Drag is the aerodynamic resistance force that acts parallel and opposite to an aircraft's direction of motion. It is the primary enemy of fuel efficiency, as engines must overcome drag continuously to maintain airspeed. Every aspect of aircraft design — from fuselage shape to surface finish — is influenced by the need to minimize drag.
仕組み
Drag exists in several distinct forms, each with different causes:
- Parasitic Drag: Caused by the physical form of the aircraft moving through air. Includes form drag (pressure difference fore and aft), skin friction drag (air viscosity along surfaces), and interference drag (turbulence at surface junctions).
- Induced Drag: A byproduct of lift generation. As wings produce lift, wingtip vortices create a downwash that tilts the lift vector rearward. Higher lift (at low speed or high AoA) means more induced drag.

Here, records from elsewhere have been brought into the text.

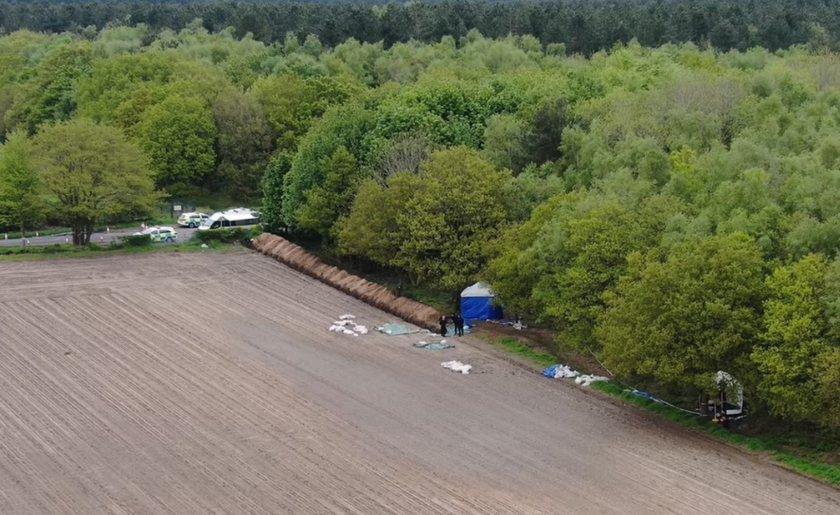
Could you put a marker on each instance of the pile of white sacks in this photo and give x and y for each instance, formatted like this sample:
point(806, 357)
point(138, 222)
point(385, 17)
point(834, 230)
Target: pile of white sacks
point(346, 325)
point(457, 366)
point(565, 371)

- Wave Drag: Occurs at transonic and supersonic speeds when shockwaves form on the aircraft surface. The Concorde's area-ruled "wasp-waist" fuselage was specifically designed to reduce wave drag.
Total drag = Parasitic Drag + Induced Drag. At low speeds, induced drag dominates; at high speeds, parasitic drag dominates. The intersection — the point of minimum total drag — defines the aircraft's best-range airspeed.
航空における重要性
Drag directly determines fuel burn. Airlines obsessively track drag-related factors including winglet condition, surface cleanliness, and seal integrity. A single missing or damaged winglet on a Boeing 737 can increase fuel consumption by 1–2%, costing tens of thousands of dollars annually per aircraft. Winglets reduce induced drag by interrupting wingtip vortex formation, improving the lift-to-drag ratio by up to 5%.
During approach, pilots deliberately increase drag using speed brakes, spoilers, and flap extension to achieve stabilized descent profiles without excessive speed buildup.
実際の影響
The Boeing 787 Dreamliner's composite fuselage achieves significantly lower skin friction drag than aluminum equivalents, contributing to its 20% fuel burn advantage over the 767. Airbus's "Sharklet" winglets on the A320neo family reduce drag enough to extend range by 100 nautical miles. Formula One aerodynamics teams and aircraft designers share drag reduction methodologies — both measure performance in fractions of a drag count (1 count = 0.0001 CD).